Şezlongsuz Datça İnisiyatifi tamamen yatay bir yapılanma ve herkes bu grupta söz sahibi ve ilkemiz birbirimizi ikna etmeye dayalı. Ayrıca çok renkli bir yapımız var. Her siyasi görüşten insanlardan oluşuyor hatta hayatında ilk kez bir mücadelenin içinde olanlar var. Sessiz yürüyüşler düzenleyip elimizde dövizlerimizle ses çıkarmaya çalışıyoruz. Büyük katılımlı “Neşeli Kıyılar Şenliği” düzenledik, oyunlar oynayıp şarkılar söyledik. Datça kıyılarında özellikle şezlong ve masalarla işgal edilen plajlarda insan zincirleri oluşturduk. Ve en son 1000 Turna Origami Sergisi düzenledik. 1000 Turna katlamasına bütün inisiyatif üyeleri katkı sağladı. 

160 gündür nöbetteyiz ve mücadelemiz sürüyor. Ayrıca mücadelemiz Datça’da sadece bir bölgede değil tüm Datça kıyılarını kapsıyor ve muhatabımız otel ve işletmeler değil Anayasayı ve yasaları uygulamayan hiçe sayan kurumlardır. Son olarak şunu belirtmek istiyorum; Datça’daki kıyı işgallerine karşı verilen mücadele son günlerde gündeme gelen Yunanistan’daki havlu hareketinden çok önce başladı. Onlar kazandı biz ise mücadeleye devam ediyoruz.
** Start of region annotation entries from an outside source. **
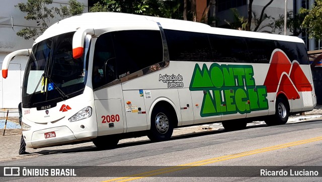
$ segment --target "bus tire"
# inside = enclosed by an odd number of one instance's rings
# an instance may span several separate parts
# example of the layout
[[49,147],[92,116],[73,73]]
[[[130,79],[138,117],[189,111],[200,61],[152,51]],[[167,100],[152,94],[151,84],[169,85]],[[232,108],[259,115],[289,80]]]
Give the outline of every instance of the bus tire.
[[225,130],[235,131],[244,130],[246,128],[247,123],[244,120],[236,121],[225,121],[221,122]]
[[152,141],[168,140],[173,133],[174,116],[163,107],[155,108],[152,111],[151,129],[147,137]]
[[120,141],[118,138],[112,136],[102,136],[93,140],[93,143],[100,149],[109,149],[115,148]]
[[268,126],[284,125],[288,120],[290,111],[287,101],[281,97],[276,100],[275,105],[275,114],[269,117],[269,119],[265,120]]

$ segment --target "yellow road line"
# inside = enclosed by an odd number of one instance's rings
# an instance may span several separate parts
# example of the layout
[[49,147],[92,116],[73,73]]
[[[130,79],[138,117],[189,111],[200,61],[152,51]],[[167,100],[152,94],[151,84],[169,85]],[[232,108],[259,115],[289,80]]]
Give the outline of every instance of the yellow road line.
[[[185,164],[179,165],[177,166],[172,166],[169,167],[165,167],[159,169],[153,170],[147,172],[140,173],[138,174],[131,175],[128,176],[118,177],[110,180],[104,181],[104,182],[108,181],[127,181],[129,180],[132,180],[137,179],[145,177],[149,177],[153,175],[156,175],[158,174],[164,174],[166,173],[169,173],[171,172],[174,172],[178,170],[181,170],[185,169],[187,168],[193,167],[195,166],[198,166],[200,165],[204,165],[215,162],[218,162],[226,160],[234,159],[236,158],[239,158],[244,157],[245,156],[254,155],[260,153],[265,152],[269,151],[277,150],[283,148],[289,147],[298,145],[301,145],[307,143],[313,142],[317,141],[322,140],[322,136],[317,137],[315,138],[309,138],[308,139],[296,141],[295,142],[284,143],[282,144],[272,146],[268,147],[262,148],[253,150],[250,150],[249,151],[237,153],[231,155],[227,155],[220,157],[212,158],[206,160],[200,160],[196,162],[188,163]],[[123,179],[123,180],[122,180]]]

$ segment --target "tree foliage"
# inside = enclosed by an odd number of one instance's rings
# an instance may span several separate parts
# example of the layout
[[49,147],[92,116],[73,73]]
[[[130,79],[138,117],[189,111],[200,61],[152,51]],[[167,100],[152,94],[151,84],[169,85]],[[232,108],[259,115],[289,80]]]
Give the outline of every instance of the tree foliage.
[[301,25],[302,29],[307,29],[309,38],[322,39],[322,0],[315,1],[311,10],[300,9],[299,14],[307,15]]
[[[225,20],[225,22],[230,26],[230,28],[233,29],[271,33],[265,30],[262,31],[262,30],[265,27],[272,28],[274,24],[274,23],[270,23],[263,25],[263,23],[266,20],[269,20],[272,19],[271,16],[267,15],[267,14],[265,13],[265,11],[266,9],[272,4],[273,1],[274,0],[270,0],[267,3],[263,8],[263,9],[262,9],[260,16],[258,17],[255,12],[252,11],[252,7],[253,6],[253,1],[250,0],[248,7],[248,17],[247,19],[241,16],[236,9],[232,8],[230,9],[230,11],[231,11],[233,14],[233,22],[229,22],[226,20]],[[252,22],[254,22],[254,26],[251,26]]]
[[24,18],[27,21],[34,21],[36,27],[26,27],[17,33],[18,36],[28,40],[43,33],[48,24],[54,18],[58,20],[63,19],[69,16],[83,13],[83,5],[76,0],[69,0],[68,7],[60,5],[60,8],[48,8],[52,4],[52,0],[28,0],[26,3],[18,3],[15,7],[27,13]]
[[90,12],[120,12],[182,19],[183,3],[181,0],[101,0],[90,8]]
[[[293,11],[290,11],[286,14],[286,29],[293,33],[293,35],[298,36],[301,33],[306,31],[306,29],[302,26],[302,23],[307,14],[298,14],[294,15]],[[273,30],[275,32],[278,31],[278,34],[281,34],[284,32],[284,15],[280,15],[278,18],[273,18],[274,24],[273,25]]]

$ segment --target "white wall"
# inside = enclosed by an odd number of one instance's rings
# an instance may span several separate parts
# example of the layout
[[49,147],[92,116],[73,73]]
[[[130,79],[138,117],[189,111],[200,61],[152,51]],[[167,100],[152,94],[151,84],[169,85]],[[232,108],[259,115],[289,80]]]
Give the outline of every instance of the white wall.
[[[88,11],[88,1],[77,0],[85,5],[84,12]],[[15,5],[19,3],[27,2],[27,0],[1,0],[0,6],[0,66],[5,57],[14,51],[30,48],[34,40],[26,40],[16,33],[26,27],[37,27],[33,21],[26,21],[24,17],[27,14],[22,13]],[[51,7],[59,7],[61,4],[66,5],[68,0],[54,0]],[[13,18],[12,28],[11,17]],[[48,25],[58,21],[54,19]],[[9,109],[10,116],[18,116],[18,105],[21,101],[21,88],[25,68],[28,57],[17,56],[11,62],[8,71],[8,77],[4,79],[0,72],[0,117],[5,117],[7,110]]]

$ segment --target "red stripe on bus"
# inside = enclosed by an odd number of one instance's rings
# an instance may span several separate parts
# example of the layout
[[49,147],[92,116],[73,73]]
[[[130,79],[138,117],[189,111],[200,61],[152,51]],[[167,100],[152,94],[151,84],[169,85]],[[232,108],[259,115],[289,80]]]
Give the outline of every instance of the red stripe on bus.
[[8,76],[8,69],[3,69],[2,70],[2,77],[4,78],[7,78]]
[[84,48],[83,47],[77,47],[72,49],[72,57],[74,59],[79,58],[83,55]]

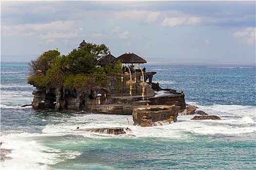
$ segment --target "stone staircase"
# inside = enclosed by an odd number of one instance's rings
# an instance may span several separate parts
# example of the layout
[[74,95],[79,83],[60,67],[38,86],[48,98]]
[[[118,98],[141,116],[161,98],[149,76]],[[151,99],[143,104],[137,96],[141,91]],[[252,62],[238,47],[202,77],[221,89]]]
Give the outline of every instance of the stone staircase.
[[[137,94],[141,94],[142,92],[142,87],[141,86],[137,86]],[[155,91],[153,89],[151,85],[146,84],[145,86],[144,97],[147,97],[155,96]]]

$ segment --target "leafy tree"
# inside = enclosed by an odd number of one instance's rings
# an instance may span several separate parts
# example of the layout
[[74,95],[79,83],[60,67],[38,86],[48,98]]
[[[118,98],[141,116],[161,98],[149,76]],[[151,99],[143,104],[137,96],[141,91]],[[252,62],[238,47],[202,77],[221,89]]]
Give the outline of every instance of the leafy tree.
[[108,76],[118,74],[121,71],[120,61],[105,67],[97,67],[98,60],[109,52],[105,45],[91,43],[81,50],[73,49],[66,55],[60,56],[56,50],[44,52],[29,64],[28,83],[41,87],[74,88],[88,93],[88,88],[105,85]]
[[29,74],[36,76],[38,73],[40,72],[45,75],[51,63],[60,54],[60,53],[57,50],[49,50],[44,52],[36,60],[31,61],[31,63],[28,64],[30,66]]

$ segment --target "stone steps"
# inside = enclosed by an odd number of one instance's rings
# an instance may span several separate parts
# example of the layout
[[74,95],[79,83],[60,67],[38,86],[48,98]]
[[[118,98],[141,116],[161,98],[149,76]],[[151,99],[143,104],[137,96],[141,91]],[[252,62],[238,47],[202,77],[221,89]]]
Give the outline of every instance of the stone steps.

Hatta Çeşme, Ayvalık, Kıbrıs ve ülkenin tüm kıyılarındaki mücadele eden insanlarla iletişim halindeyiz. Mücadelemizin 200’üncü gününde ortak bir eylem yapma düşüncesi içindeyiz ve mücadelemiz tüm kıyılar özgür kalıncaya kadar devam edecek.